Maximum Total Beauty of the Gardens interview FAQ

Why doesn't a simple greedy approach work?+

Picking cheapest flowers first doesn't guarantee the best pairing with trees. The optimal solution might use fewer, higher-beauty flowers to leave budget for premium trees. You must enumerate different flower selections and compute the best trees for each, which is why enumeration and prefix sums are key.

Is this problem still asked at Intuit?+

Yes. Intuit has this problem on record. At 30% acceptance, it's a serious vetting filter for candidates claiming strong array and optimization skills. Expect it in their technical screening or OA rounds.

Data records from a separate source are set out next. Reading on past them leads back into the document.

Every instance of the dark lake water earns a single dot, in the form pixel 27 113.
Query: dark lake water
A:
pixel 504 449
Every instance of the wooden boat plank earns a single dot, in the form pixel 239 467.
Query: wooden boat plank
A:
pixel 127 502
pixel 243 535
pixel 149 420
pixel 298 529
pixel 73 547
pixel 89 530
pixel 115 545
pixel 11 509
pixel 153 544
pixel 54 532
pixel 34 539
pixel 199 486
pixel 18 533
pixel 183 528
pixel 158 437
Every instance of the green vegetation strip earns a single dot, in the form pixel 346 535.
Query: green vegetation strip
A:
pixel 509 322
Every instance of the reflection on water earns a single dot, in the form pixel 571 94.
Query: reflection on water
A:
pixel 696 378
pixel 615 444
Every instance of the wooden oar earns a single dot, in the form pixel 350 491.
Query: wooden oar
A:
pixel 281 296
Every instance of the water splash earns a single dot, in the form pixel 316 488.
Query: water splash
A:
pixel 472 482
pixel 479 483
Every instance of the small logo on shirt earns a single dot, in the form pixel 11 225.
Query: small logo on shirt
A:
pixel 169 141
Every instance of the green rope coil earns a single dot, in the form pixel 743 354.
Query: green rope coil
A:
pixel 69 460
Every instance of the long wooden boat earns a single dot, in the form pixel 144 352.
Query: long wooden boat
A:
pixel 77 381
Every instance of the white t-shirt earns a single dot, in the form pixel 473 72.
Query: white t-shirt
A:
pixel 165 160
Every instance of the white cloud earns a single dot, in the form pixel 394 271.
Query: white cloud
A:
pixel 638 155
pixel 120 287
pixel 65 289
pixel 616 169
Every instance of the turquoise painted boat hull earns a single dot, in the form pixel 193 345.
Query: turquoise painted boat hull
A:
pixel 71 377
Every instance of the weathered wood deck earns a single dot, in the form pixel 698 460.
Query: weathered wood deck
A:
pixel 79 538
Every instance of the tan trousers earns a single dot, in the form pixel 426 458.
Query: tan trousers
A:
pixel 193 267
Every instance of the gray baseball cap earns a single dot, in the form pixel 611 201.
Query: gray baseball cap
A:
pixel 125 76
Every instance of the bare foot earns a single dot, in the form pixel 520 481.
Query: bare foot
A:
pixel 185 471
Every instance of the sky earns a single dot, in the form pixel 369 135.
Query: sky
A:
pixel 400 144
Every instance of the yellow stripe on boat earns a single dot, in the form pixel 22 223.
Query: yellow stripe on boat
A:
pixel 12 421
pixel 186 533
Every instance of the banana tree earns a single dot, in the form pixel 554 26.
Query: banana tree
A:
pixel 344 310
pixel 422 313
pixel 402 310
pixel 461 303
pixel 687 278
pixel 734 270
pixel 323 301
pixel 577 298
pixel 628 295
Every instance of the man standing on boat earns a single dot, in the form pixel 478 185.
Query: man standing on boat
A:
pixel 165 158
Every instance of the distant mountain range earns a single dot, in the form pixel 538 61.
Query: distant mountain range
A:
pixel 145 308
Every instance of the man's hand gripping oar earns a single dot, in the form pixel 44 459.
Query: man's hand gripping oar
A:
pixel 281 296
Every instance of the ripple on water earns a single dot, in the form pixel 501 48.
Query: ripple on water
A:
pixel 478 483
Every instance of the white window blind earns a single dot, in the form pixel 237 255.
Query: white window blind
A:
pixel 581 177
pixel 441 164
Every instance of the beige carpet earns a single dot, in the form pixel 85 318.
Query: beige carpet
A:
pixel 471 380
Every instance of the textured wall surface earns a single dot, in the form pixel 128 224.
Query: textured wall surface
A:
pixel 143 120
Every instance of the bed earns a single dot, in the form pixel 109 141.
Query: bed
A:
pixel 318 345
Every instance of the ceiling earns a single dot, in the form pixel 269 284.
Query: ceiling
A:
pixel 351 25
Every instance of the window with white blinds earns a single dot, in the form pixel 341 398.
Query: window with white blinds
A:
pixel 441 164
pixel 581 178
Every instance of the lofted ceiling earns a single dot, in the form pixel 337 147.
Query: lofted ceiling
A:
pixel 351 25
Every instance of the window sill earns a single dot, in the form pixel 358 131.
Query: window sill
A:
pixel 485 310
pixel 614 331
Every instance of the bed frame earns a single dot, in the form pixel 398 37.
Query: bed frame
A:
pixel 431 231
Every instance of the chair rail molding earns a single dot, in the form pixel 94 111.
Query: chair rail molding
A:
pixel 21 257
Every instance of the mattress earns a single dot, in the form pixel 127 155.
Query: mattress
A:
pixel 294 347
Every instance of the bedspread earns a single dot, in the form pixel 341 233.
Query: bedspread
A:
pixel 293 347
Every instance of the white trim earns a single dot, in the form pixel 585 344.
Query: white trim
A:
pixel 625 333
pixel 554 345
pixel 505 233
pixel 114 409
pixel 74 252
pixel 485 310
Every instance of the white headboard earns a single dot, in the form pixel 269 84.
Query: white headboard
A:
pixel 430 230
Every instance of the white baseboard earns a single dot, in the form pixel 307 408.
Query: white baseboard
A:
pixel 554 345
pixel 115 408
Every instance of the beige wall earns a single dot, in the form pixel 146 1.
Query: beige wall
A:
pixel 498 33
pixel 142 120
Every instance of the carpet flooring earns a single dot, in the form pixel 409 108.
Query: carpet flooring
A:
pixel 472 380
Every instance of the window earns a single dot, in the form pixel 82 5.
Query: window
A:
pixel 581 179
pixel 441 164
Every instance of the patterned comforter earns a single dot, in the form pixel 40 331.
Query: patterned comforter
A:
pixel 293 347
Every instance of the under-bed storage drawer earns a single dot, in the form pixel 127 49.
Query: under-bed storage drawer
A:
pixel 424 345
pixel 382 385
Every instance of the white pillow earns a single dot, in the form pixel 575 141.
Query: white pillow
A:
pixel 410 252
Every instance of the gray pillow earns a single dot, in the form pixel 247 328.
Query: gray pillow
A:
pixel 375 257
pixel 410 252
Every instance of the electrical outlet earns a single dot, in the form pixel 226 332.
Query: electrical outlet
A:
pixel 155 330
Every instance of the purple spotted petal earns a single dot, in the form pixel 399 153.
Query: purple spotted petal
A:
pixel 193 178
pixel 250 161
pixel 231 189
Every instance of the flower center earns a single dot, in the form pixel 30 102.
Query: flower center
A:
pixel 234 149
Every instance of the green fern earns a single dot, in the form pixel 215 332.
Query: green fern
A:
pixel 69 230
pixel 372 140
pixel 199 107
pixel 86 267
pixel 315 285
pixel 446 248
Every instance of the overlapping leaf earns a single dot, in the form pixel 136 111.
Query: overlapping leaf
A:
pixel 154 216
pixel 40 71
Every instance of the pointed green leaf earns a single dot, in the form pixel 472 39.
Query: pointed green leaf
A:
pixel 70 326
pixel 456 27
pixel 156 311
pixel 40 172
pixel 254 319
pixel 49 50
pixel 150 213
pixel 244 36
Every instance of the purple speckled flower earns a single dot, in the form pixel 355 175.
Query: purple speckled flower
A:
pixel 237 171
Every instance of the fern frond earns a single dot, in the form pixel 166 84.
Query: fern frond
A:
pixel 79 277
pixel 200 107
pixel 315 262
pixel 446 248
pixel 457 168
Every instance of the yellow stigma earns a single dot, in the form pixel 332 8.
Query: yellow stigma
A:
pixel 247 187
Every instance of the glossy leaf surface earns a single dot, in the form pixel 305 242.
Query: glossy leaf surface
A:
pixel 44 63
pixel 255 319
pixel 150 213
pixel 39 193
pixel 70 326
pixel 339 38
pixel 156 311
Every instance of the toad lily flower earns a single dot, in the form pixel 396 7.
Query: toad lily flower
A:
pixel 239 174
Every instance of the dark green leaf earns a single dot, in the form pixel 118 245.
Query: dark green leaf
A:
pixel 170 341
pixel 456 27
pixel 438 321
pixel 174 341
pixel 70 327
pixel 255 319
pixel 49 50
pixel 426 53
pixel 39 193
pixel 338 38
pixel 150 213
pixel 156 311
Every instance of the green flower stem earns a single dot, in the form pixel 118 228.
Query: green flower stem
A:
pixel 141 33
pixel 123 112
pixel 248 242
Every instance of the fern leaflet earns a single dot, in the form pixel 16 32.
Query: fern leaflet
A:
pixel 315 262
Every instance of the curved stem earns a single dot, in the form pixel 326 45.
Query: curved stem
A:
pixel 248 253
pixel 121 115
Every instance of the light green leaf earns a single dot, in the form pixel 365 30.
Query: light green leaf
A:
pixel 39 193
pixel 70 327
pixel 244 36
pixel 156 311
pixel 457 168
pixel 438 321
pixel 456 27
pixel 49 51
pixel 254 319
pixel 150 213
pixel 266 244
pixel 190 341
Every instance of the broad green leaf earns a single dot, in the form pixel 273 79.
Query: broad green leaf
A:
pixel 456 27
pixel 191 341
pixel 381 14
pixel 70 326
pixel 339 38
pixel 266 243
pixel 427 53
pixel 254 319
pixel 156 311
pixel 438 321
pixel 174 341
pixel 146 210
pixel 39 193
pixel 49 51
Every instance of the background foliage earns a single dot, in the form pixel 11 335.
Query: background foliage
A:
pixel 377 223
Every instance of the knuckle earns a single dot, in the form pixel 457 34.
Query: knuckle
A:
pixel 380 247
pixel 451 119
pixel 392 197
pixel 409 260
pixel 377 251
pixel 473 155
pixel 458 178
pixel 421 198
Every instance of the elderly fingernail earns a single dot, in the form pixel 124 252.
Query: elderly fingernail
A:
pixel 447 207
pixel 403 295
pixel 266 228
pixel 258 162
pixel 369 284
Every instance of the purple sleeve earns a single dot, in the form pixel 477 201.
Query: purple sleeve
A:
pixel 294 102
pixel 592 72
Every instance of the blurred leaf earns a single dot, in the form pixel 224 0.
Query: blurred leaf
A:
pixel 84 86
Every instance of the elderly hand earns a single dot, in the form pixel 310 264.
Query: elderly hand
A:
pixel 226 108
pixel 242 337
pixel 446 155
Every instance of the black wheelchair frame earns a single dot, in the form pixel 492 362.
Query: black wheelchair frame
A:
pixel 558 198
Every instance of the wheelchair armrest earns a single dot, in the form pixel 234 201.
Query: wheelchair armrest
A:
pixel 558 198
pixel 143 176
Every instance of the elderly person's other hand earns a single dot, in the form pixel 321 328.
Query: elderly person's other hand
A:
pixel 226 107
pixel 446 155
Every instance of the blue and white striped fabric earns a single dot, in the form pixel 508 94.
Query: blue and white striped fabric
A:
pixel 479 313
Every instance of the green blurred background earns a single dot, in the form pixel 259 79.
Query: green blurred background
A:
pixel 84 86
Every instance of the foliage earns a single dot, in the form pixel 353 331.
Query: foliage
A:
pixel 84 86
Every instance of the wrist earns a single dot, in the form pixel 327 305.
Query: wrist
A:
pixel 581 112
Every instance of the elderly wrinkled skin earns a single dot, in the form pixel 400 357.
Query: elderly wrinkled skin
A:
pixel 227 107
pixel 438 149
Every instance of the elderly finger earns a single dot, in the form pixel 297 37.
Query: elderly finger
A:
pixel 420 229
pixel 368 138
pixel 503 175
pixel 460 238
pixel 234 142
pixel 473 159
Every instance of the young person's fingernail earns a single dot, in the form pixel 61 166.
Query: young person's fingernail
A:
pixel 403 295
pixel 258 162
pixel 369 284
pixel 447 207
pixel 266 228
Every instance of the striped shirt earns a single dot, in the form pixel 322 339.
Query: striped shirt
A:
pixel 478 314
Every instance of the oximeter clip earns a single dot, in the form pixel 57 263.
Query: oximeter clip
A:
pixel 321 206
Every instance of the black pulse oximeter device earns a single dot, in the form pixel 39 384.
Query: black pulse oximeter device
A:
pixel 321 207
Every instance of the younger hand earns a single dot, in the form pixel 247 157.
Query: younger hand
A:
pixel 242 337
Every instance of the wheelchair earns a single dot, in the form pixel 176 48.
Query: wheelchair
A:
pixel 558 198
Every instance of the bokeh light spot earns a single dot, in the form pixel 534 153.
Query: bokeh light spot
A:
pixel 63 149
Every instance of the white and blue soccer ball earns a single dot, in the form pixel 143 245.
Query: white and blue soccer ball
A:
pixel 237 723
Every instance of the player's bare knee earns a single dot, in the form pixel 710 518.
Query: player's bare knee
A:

What's the trick to staying efficient?+

Sort both arrays. Use prefix sums on one array to query range maximums in O(1). Then iterate the other array with a two-pointer or binary search to find valid budget splits. This avoids the naive O(n^2) nested loop that times out on large inputs.

How do two pointers and binary search both apply here?+

Two pointers works if you iterate flowers and shrink the tree range as budget tightens. Binary search works if you binary search for the largest tree you can afford after spending on flowers. Both lead to O(n log n) overall. Pick whichever feels more natural to code.

What happens if I miss the prefix sum optimization?+

You'll recompute the maximum tree beauty for every flower selection, hitting O(n^2) or worse. On large test cases, this times out. Prefix sums reduce the beauty lookup from O(n) to O(1), which is the difference between a solve and a TLE.